Café Pédagogique – Vous avez traversé quarante années de l’éducation en tant qu’acteur impliqué. Comment, à partir de ce parcours, analysez vous le débat qui s’engage au niveau national ?
André de Peretti – Bien ça a été une époque tout à fait extraordinaire qui a vu l’émergence de méthodes de formation inspirées par la sociologie et par des écoles de formation.
Tout d’abord, je constate qu’il y a eu énormément de choses de faites dans le système éducatif, que les problèmes de croissance de ce système pour atteindre non seulement la totalité d’une génération pour le premier degré mais aussi pour le second degré, ce travail d’élargissement, d’adaptation, d’enrichissement qui était très difficile, a été réalisé d’une manière intéressante en France, même si une mode française de la critique peut laisser croire à un échec.
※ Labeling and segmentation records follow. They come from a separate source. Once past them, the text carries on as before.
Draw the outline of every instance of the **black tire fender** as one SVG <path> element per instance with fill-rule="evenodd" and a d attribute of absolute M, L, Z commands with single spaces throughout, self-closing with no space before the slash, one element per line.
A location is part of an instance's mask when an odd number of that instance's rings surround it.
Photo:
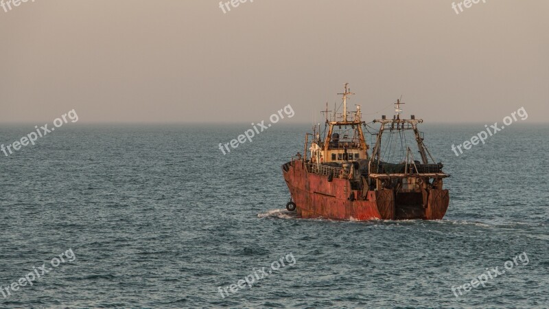
<path fill-rule="evenodd" d="M 296 203 L 294 202 L 288 202 L 288 204 L 286 204 L 286 209 L 288 209 L 288 211 L 296 210 Z"/>

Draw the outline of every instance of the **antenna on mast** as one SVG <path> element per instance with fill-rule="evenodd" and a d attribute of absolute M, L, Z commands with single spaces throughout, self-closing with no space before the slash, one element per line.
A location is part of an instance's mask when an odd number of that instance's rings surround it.
<path fill-rule="evenodd" d="M 338 95 L 343 95 L 343 121 L 347 121 L 347 95 L 353 95 L 349 89 L 349 83 L 345 83 L 345 92 L 343 93 L 338 93 Z"/>
<path fill-rule="evenodd" d="M 401 95 L 400 99 L 397 100 L 397 102 L 395 103 L 395 113 L 397 114 L 397 119 L 400 119 L 400 114 L 402 113 L 402 108 L 400 108 L 400 104 L 404 104 L 404 102 L 400 102 L 402 100 L 402 95 Z"/>

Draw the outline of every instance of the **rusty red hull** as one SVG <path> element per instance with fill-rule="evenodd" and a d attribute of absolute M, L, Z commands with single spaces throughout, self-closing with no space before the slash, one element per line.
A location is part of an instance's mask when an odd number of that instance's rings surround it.
<path fill-rule="evenodd" d="M 419 196 L 395 196 L 390 190 L 353 190 L 348 180 L 329 181 L 325 176 L 308 172 L 300 161 L 287 163 L 283 173 L 300 218 L 439 220 L 449 203 L 447 190 L 432 190 Z"/>

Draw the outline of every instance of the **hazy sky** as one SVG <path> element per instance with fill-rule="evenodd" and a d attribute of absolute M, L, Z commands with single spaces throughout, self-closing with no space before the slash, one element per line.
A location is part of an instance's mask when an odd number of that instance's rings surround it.
<path fill-rule="evenodd" d="M 248 0 L 226 14 L 215 0 L 31 1 L 0 7 L 0 124 L 73 108 L 82 122 L 248 122 L 287 104 L 310 123 L 344 82 L 366 114 L 403 95 L 405 115 L 430 122 L 521 106 L 548 122 L 546 0 L 458 14 L 452 0 Z"/>

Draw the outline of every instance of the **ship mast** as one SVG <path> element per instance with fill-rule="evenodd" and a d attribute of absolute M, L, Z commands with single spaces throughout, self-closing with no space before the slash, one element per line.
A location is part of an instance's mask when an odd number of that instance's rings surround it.
<path fill-rule="evenodd" d="M 349 89 L 349 83 L 345 83 L 345 92 L 343 93 L 338 93 L 338 95 L 343 95 L 343 122 L 347 121 L 347 95 L 353 95 Z"/>

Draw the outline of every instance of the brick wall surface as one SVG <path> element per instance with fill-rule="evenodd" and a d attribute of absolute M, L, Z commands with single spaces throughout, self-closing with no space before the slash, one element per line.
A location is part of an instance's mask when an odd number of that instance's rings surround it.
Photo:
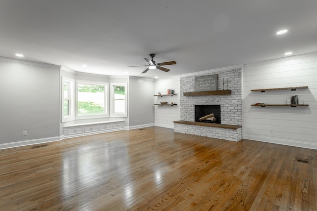
<path fill-rule="evenodd" d="M 217 90 L 230 89 L 231 95 L 184 96 L 184 92 L 194 91 L 195 77 L 214 74 L 217 75 Z M 181 120 L 195 122 L 195 105 L 220 105 L 221 124 L 242 125 L 241 68 L 182 77 L 180 84 Z M 241 128 L 233 130 L 175 124 L 174 129 L 176 132 L 235 141 L 240 140 L 242 136 Z"/>

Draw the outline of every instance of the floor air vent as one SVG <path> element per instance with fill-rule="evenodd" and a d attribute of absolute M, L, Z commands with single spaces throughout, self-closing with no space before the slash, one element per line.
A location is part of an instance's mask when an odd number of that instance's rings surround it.
<path fill-rule="evenodd" d="M 300 157 L 296 157 L 296 160 L 297 160 L 297 161 L 299 161 L 300 162 L 308 163 L 308 158 L 301 158 Z"/>
<path fill-rule="evenodd" d="M 48 146 L 48 145 L 47 144 L 44 144 L 43 145 L 39 145 L 39 146 L 34 146 L 31 147 L 31 149 L 36 149 L 36 148 L 38 148 L 47 147 Z"/>

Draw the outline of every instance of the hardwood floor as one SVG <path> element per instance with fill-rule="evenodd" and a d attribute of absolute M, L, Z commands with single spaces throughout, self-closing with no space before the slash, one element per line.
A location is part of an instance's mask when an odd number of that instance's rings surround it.
<path fill-rule="evenodd" d="M 317 150 L 159 127 L 34 147 L 0 151 L 0 210 L 317 211 Z"/>

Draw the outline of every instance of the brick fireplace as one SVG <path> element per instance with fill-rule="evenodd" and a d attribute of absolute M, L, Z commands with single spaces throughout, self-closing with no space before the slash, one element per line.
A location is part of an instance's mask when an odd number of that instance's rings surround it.
<path fill-rule="evenodd" d="M 181 77 L 180 122 L 185 121 L 186 124 L 174 122 L 174 131 L 234 141 L 241 140 L 242 137 L 241 71 L 241 68 L 223 68 L 213 71 L 211 70 L 201 75 Z M 195 77 L 214 74 L 217 75 L 217 90 L 230 89 L 231 94 L 184 96 L 184 92 L 194 92 Z M 223 81 L 226 82 L 224 84 Z M 228 82 L 227 85 L 226 82 Z M 215 124 L 214 127 L 187 124 L 196 122 L 195 105 L 219 106 L 221 122 L 218 123 L 220 124 Z"/>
Nos querelles sur l’école, nos débats étaient déjà connus à la fin du 17è siècle. C’étaient les débats entre les Anciens et les Modernes. Mais il y en a eu bien d’autres, je trouve cela très bien. Néanmoins, pour continuer à enrichir notre système, à l’adapter, à l’affiner, il faut pouvoir poursuivre les échanges. Les enseignants, les chefs d’établissement les corps d’inspection, l’ensemble des personnels y participent soutenus par les associations de parents même s’il y a des débats et des conflits qui sont naturels et nécessaires.
Ceci posé, notre système pouvait supporter dans les années 70 – 80 que 200 000 jeunes au moins sortent de notre ensemble éducatif sans formation sans titre.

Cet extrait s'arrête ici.